To check whether the schema migrations have been successfully applied, run:

kubectl exec -it $(kubectl get pods -l app=mysql -o jsonpath='{.items[0].metadata.name}') -- mysql -uroot -ppass -e "describe example.users"

Our schema migrations have been successfully applied:

+-----------+--------------+------+-----+---------+----------------+
| Field     | Type         | Null | Key | Default | Extra          |
+-----------+--------------+------+-----+---------+----------------+
| id        | int          | NO   | PRI | NULL    | auto_increment |
| name      | varchar(255) | NO   |     | NULL    |                |
| email     | varchar(255) | NO   | UNI | NULL    |                |
| short_bio | varchar(255) | NO   |     | NULL    |                |
+-----------+--------------+------+-----+---------+----------------+

Make a change to the Application Database Schema

To show how the continuous deployment flow works, let's make a change to the database schema.

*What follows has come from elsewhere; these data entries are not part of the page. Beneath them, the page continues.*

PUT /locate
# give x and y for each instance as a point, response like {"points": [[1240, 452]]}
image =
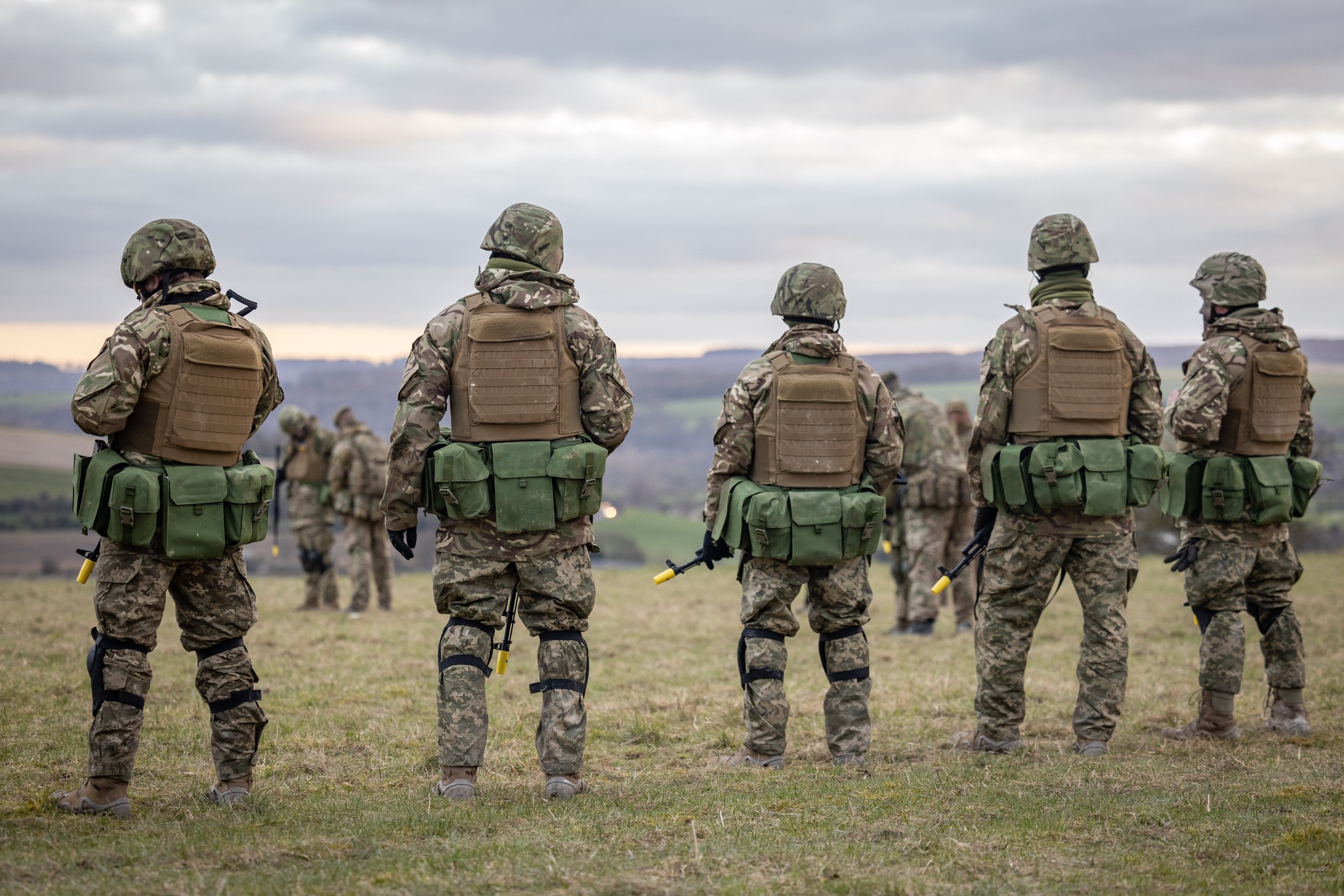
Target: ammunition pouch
{"points": [[101, 645], [530, 487], [194, 511], [803, 527], [1099, 478]]}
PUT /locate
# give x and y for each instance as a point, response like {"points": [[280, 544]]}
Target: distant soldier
{"points": [[358, 479], [1065, 390], [805, 446], [963, 520], [936, 483], [178, 387], [308, 453], [1245, 410], [537, 401]]}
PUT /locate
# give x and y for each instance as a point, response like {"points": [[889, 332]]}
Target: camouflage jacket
{"points": [[423, 401], [1013, 350], [358, 472], [136, 352], [1196, 413], [734, 439]]}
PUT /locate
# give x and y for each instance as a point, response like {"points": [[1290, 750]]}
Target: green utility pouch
{"points": [[460, 485], [1269, 488], [1007, 484], [576, 469], [1307, 480], [524, 500], [1223, 491], [133, 506], [1183, 489], [1105, 478], [93, 487], [249, 489], [1146, 472], [194, 512], [1055, 470]]}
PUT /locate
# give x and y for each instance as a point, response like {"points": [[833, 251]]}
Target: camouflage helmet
{"points": [[293, 419], [1059, 239], [169, 243], [1230, 280], [809, 291], [528, 233]]}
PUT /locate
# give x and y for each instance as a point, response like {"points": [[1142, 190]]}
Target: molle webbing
{"points": [[1265, 403], [200, 409], [514, 379], [1080, 380], [812, 433]]}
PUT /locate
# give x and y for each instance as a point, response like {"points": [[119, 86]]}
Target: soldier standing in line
{"points": [[936, 483], [178, 387], [963, 520], [358, 478], [1063, 388], [1245, 398], [534, 390], [308, 453], [805, 445]]}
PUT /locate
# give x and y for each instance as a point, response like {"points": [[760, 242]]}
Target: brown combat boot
{"points": [[1288, 712], [96, 797], [1214, 720], [457, 782], [230, 793]]}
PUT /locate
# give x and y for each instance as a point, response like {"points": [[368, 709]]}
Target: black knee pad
{"points": [[564, 684], [101, 645], [465, 659], [756, 675], [849, 675]]}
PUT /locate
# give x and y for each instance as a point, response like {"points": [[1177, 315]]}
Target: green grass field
{"points": [[342, 801]]}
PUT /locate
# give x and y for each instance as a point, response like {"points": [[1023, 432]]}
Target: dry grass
{"points": [[343, 794]]}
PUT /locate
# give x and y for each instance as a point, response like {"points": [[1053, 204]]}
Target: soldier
{"points": [[963, 520], [178, 387], [308, 453], [1062, 384], [803, 422], [932, 493], [1246, 398], [486, 357], [358, 479]]}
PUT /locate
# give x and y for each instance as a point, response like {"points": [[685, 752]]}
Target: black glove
{"points": [[402, 542], [1185, 556], [984, 520], [713, 550]]}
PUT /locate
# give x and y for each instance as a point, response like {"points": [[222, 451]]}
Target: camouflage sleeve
{"points": [[734, 437], [1198, 411], [421, 403], [108, 391], [604, 396]]}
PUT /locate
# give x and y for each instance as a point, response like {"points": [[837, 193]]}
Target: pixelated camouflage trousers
{"points": [[934, 537], [319, 586], [370, 558], [555, 598], [1227, 578], [1020, 574], [214, 602], [837, 605]]}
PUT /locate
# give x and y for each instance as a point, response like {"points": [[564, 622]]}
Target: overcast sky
{"points": [[346, 157]]}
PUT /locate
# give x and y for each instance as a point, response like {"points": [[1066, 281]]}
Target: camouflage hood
{"points": [[522, 285], [1263, 324], [814, 340]]}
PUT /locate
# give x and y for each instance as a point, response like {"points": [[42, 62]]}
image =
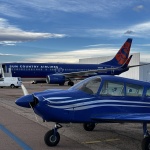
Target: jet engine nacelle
{"points": [[55, 79]]}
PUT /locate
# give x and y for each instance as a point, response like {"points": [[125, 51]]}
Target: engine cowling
{"points": [[55, 79]]}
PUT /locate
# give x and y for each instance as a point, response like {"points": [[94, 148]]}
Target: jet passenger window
{"points": [[112, 89], [148, 92], [134, 90]]}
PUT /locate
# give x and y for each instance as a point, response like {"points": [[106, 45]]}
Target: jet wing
{"points": [[136, 117], [94, 72], [88, 72]]}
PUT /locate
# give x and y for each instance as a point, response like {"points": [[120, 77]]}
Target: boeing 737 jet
{"points": [[59, 73]]}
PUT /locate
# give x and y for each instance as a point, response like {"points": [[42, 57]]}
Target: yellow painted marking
{"points": [[99, 141]]}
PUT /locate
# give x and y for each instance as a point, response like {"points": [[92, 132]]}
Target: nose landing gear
{"points": [[52, 137]]}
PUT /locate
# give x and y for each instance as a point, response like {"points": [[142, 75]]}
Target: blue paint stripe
{"points": [[15, 138]]}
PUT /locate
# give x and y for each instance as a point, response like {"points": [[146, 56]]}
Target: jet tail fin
{"points": [[122, 55], [125, 65]]}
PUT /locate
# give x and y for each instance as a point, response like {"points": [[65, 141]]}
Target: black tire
{"points": [[12, 86], [89, 126], [70, 83], [51, 138], [146, 143]]}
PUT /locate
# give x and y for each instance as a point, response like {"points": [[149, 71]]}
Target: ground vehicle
{"points": [[10, 82]]}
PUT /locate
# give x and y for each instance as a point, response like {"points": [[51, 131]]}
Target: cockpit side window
{"points": [[148, 92], [134, 90], [112, 89]]}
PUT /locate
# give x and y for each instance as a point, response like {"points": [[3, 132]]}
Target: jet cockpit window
{"points": [[134, 90], [112, 89], [148, 92], [89, 86]]}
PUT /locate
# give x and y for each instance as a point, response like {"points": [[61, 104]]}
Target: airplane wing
{"points": [[144, 117], [94, 72], [88, 72]]}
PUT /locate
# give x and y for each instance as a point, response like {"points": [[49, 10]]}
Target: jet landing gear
{"points": [[52, 137], [146, 141], [70, 83]]}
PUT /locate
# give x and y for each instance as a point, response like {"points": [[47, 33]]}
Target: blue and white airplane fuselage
{"points": [[96, 99], [59, 73]]}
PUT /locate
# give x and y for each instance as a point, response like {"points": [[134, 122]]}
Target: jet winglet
{"points": [[125, 65]]}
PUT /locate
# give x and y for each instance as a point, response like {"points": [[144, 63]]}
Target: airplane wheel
{"points": [[146, 143], [89, 126], [70, 83], [12, 86], [51, 138]]}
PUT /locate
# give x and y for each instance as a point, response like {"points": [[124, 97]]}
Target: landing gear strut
{"points": [[52, 137], [70, 83], [146, 141]]}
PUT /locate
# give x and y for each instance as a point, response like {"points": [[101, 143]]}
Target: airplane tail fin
{"points": [[122, 55]]}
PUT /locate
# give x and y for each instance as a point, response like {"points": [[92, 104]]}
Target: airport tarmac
{"points": [[19, 128]]}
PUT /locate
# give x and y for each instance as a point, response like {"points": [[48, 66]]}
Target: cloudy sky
{"points": [[67, 30]]}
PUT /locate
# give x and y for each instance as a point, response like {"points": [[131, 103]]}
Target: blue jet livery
{"points": [[58, 73], [97, 99]]}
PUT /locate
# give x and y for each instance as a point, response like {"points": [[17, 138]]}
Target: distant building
{"points": [[139, 73]]}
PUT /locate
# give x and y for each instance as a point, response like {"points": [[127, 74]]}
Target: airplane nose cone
{"points": [[24, 101]]}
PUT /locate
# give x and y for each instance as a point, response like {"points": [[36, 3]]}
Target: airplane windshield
{"points": [[90, 85]]}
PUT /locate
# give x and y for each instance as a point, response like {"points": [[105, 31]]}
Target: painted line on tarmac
{"points": [[99, 141], [15, 138]]}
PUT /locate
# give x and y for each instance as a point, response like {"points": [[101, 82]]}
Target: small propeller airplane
{"points": [[97, 99]]}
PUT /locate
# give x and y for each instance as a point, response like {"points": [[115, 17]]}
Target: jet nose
{"points": [[25, 101]]}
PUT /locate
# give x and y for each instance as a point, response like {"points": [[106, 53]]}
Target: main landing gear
{"points": [[52, 137], [146, 141], [70, 83]]}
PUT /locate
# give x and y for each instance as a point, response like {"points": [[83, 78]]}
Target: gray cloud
{"points": [[138, 8], [10, 34]]}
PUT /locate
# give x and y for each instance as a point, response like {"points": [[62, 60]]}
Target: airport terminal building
{"points": [[140, 73]]}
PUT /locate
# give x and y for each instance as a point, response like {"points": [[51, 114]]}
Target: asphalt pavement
{"points": [[20, 130]]}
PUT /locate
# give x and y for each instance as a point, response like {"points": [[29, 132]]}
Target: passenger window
{"points": [[91, 87], [1, 79], [134, 90], [148, 92], [112, 89]]}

Open the kustomize/schema.yaml file and add a column to the users table in the AtlasSchema manifest:

apiVersion: db.atlasgo.io/v1alpha1
kind: AtlasSchema
metadata:
  name: app-schema
spec:
  url: mysql://root:pass@mysql:3306/example
  schema:
    sql: |
      create table users (
        id int not null auto_increment,
        name varchar(255) not null,
        email varchar(255) unique not null,
        short_bio varchar(255) not null,
        new_col varchar(255) not null,
        primary key (id)
      );

Commit and push the change to the repository:

git add kustomize/schema.yaml
git commit -m "Add new column to users table"
git push

Next, let's wait for Flux to sync the changes, and check that our schema migrations have been successfully applied:

+-----------+--------------+------+-----+---------+----------------+
| Field     | Type         | Null | Key | Default | Extra          |
+-----------+--------------+------+-----+---------+----------------+
| id        | int          | NO   | PRI | NULL    | auto_increment |
| name      | varchar(255) | NO   |     | NULL    |                |
| email     | varchar(255) | NO   | UNI | NULL    |                |
| short_bio | varchar(255) | NO   |     | NULL    |                |
| new_col   | varchar(255) | NO   |     | NULL    |                |
+-----------+--------------+------+-----+---------+----------------+

Amazing, our schema migrations have been successfully applied!

Conclusion

In this guide, we demonstrated how to use Flux CD to deploy an application that uses the Atlas Operator to manage the lifecycle of a database schema. We also showed how to use Flux dependency management to ensure that the schema changes were successfully applied before deploying the application.